When searching words along the lines of self-improvement and  productivity on Youtube, the majority of the videos that come up are titled “How to Level-Up Your Life,” “How I Glowed-Up,’’ “These 10 Habits Will Change Your Life” and “6 a.m. Productive Day in My Life.” Anyone who has followed these videos and attempted a productive morning routine will know that an entire life cannot be altered simply by making small changes. Despite these changes being healthy habits, they are not the solutions to the insecurity and dissatisfaction that the people that cling to these videos feel.

Living in a technological age makes it easy to crave the lives of those seen online. When only being shown the most perfect parts of a person’s life, differentiating real lifestyles from staged ones becomes difficult. This makes it easy to fall down the rabbit hole of self-improvement. 

In her video “you are not a self improvement project,” Youtuber Lynette Adkins explains that we should not be constantly trying to improve ourselves to feel worthy, but rather that we should be content and proud of who we are in the moment. This is something that, understandably so, the youth of today tend to forget. When being promised that the perfect life seen on social media is attainable for them, it becomes easy to obsess over trying to acquire these carefully selected fragments of life.
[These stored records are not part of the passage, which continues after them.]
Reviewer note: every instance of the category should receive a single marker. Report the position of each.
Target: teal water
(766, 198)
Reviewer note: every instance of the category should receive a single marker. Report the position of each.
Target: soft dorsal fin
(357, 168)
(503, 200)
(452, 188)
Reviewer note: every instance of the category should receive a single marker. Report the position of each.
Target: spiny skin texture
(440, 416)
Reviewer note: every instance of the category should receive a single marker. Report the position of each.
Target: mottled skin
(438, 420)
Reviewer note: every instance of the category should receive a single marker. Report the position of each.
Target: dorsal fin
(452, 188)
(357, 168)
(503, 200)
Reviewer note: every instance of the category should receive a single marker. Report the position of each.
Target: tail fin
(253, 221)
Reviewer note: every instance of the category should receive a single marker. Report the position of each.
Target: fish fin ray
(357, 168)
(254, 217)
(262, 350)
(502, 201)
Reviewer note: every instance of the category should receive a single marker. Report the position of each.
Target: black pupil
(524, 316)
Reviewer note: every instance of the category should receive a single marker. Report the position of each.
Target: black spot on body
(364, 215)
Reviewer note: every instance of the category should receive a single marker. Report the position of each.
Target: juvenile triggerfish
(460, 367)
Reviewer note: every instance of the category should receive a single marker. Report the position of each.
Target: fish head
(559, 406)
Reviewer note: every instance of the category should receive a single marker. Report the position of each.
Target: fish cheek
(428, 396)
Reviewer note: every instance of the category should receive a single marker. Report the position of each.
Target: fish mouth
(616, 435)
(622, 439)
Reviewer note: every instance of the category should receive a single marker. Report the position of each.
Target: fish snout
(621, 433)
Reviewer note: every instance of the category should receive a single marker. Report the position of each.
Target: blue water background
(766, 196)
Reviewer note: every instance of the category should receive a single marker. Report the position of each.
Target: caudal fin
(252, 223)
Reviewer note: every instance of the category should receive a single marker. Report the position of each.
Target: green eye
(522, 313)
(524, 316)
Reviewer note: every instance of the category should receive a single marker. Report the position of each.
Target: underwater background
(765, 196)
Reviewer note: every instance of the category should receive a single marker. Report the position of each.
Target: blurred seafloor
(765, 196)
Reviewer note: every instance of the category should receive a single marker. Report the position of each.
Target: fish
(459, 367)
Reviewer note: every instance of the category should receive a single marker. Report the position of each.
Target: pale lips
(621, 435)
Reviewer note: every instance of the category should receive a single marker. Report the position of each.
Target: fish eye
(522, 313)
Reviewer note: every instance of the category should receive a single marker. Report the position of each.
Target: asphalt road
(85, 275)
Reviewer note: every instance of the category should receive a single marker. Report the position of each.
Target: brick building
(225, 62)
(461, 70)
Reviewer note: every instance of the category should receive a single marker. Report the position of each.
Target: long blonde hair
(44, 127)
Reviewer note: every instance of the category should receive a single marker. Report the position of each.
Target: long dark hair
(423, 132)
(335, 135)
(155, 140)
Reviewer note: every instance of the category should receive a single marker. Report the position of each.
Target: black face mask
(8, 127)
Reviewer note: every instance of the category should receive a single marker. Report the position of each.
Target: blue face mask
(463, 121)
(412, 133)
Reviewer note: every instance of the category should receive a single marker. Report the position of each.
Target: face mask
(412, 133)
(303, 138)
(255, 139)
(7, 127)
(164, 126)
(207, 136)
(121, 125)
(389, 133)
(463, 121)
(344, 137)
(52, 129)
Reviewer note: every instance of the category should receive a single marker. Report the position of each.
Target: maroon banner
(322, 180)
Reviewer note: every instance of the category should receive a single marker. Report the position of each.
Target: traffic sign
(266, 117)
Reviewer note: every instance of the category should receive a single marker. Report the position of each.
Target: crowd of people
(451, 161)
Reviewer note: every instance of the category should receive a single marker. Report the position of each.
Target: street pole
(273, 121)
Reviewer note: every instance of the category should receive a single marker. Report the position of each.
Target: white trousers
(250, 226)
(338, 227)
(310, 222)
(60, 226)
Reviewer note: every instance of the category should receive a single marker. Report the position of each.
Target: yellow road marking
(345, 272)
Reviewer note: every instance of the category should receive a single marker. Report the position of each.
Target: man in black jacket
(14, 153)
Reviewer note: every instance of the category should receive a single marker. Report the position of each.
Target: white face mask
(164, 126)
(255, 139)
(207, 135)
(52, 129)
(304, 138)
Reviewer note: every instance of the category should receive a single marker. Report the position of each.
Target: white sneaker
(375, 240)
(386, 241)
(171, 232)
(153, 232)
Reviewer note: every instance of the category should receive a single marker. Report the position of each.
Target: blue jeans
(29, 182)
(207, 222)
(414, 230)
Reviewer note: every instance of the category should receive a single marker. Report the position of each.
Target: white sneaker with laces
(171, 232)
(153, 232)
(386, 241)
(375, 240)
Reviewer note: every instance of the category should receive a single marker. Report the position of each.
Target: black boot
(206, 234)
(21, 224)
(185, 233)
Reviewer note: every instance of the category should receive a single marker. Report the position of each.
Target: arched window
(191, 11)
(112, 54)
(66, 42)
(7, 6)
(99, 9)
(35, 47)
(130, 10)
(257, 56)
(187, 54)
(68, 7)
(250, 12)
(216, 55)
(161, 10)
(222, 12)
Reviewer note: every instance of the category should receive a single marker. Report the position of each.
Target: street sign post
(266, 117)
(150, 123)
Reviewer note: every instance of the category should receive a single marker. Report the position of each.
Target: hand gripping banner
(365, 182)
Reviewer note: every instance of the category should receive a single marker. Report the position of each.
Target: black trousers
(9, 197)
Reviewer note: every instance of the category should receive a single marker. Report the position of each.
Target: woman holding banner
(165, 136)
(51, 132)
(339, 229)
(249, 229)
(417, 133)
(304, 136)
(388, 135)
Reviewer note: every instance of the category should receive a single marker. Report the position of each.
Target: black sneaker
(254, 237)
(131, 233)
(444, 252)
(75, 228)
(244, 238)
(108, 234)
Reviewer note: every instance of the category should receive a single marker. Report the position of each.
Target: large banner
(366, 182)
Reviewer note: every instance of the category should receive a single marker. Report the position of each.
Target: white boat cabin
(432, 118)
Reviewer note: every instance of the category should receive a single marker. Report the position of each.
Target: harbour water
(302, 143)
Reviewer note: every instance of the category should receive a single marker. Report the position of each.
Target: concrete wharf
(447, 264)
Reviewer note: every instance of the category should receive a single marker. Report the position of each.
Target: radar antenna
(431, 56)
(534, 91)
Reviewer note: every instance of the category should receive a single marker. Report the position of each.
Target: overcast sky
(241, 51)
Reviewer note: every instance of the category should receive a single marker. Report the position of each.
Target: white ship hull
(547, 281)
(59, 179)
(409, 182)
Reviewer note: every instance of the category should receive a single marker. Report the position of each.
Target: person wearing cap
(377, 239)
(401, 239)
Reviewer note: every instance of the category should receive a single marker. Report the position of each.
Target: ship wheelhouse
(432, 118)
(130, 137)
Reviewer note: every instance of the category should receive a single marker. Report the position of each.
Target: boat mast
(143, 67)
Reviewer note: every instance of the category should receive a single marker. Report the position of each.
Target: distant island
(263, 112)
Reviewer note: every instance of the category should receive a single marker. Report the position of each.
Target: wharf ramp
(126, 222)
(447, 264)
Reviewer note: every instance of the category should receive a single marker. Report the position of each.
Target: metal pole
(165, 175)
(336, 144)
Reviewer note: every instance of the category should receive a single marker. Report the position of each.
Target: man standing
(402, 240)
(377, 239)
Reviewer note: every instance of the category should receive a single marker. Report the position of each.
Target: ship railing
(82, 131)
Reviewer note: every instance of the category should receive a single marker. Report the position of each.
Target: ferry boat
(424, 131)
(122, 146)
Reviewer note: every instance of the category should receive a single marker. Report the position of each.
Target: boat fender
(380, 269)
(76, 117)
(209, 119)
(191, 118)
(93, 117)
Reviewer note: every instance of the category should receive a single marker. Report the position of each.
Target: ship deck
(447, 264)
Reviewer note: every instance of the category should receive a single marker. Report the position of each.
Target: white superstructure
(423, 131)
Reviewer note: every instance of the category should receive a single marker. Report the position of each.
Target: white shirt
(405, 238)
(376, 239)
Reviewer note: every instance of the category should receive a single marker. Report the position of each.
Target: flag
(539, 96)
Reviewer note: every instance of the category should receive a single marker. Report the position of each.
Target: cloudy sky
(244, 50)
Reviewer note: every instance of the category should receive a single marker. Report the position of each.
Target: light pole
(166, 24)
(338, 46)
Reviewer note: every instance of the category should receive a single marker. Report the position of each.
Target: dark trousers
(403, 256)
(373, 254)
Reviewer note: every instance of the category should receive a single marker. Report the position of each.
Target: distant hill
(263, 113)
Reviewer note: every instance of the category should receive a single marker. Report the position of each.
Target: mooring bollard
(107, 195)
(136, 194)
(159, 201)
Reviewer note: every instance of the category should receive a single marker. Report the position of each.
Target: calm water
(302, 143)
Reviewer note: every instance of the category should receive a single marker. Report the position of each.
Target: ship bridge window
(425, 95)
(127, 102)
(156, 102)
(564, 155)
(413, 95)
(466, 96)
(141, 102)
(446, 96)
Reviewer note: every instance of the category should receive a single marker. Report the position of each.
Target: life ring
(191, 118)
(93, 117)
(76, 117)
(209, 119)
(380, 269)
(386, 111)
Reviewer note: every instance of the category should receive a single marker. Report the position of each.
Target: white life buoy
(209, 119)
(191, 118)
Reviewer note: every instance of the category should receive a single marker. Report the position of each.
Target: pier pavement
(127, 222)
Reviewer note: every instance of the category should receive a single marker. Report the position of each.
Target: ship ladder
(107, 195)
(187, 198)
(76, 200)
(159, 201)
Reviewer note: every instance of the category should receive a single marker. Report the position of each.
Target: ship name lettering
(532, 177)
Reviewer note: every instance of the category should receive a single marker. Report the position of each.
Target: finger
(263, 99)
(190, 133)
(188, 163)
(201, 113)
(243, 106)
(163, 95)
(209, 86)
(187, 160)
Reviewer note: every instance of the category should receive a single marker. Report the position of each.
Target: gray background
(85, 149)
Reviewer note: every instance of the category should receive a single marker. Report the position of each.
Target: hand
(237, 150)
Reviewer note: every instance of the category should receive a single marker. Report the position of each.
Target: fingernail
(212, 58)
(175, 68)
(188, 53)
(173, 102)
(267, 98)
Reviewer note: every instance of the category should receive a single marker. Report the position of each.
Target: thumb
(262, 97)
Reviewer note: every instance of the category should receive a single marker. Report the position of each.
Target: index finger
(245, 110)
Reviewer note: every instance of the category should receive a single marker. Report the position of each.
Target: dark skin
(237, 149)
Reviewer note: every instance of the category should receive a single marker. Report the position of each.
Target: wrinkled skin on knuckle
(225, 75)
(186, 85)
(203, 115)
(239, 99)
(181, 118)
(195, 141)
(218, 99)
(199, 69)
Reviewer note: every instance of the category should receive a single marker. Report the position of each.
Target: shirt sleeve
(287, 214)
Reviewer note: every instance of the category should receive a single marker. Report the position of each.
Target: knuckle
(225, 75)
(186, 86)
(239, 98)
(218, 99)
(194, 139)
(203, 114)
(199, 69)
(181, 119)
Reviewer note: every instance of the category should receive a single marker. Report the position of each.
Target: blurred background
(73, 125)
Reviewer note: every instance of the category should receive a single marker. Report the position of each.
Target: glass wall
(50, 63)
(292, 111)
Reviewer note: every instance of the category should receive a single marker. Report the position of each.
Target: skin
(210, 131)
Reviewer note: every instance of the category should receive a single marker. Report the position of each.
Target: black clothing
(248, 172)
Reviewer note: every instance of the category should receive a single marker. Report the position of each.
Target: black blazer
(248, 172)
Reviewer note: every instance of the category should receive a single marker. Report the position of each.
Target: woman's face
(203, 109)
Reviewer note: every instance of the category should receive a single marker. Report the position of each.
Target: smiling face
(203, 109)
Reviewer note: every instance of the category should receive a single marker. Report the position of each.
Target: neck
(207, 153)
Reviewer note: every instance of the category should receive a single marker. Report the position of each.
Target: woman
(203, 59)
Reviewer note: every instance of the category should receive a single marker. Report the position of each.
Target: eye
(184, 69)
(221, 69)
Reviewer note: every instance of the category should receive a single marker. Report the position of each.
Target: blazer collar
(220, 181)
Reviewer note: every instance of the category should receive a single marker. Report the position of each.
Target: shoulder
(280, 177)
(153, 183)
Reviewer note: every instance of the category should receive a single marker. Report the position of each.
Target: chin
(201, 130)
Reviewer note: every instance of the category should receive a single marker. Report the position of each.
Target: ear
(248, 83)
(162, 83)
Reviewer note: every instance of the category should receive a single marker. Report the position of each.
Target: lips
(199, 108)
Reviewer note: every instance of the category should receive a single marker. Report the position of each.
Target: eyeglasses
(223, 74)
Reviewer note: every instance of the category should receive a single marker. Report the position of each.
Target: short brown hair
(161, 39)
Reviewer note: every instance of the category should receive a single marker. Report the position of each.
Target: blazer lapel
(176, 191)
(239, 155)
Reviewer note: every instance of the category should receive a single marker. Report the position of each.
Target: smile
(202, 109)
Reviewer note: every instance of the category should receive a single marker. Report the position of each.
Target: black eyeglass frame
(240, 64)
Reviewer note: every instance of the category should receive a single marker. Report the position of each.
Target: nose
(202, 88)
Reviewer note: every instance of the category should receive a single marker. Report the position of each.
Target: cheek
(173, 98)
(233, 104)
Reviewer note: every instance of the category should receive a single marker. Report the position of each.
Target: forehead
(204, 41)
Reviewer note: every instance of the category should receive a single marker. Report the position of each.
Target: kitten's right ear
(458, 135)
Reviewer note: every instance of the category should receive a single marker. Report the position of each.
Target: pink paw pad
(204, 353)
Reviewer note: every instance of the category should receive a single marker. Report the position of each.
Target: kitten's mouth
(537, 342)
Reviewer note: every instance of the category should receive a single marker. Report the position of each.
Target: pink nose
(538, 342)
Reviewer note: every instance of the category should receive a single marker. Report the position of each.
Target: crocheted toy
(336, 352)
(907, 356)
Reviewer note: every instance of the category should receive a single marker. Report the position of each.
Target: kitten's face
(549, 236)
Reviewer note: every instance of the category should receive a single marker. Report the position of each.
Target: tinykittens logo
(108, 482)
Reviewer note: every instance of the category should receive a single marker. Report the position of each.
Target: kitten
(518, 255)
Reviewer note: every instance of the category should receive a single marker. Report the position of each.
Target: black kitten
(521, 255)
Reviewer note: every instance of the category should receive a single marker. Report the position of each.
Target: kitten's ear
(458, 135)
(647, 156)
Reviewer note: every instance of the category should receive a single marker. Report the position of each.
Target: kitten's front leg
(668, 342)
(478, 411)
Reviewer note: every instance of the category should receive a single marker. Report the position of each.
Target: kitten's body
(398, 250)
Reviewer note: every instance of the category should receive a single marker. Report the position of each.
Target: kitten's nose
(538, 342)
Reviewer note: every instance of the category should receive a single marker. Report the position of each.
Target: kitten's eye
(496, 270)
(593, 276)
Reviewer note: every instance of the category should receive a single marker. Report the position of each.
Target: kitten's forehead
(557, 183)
People set these unrealistic and unreasonable standards for themselves, call them self improvement and end up more dissatisfied with their lives than before. Most people will not get the same results guaranteed to them by the people in these videos who, most likely, already had idealistic lives to begin with; going to the gym or waking up early will not have much influence on this. This unrealistic standard of life portrayed in the media is an immense problem in today’s world, which is dominated by technology. It is especially fatal with new trends and videos being published every day about glowing up, becoming “that girl,” hustle culture and overall unattainable lifestyles for most people.

It is vital for each and every person to realize that what is shown on social media is almost never authentic. People have to deal with conflict and struggle with strenuous issues even after having a glow-up or making a productive study vlog. Life is not what we see through the screen, and adopting the new popular lifestyle will not solve all your problems. Though I am sure everyone is guilty of wishing they had a life other than theirs, all we can do is take what we have been given. As life changes, so do we, and sometimes we all would benefit from taking a step back and reflecting. All we can do at this point in time is live our lives content with the life we have been given; appreciate the people and things that we love in our life and accept the ones we do not.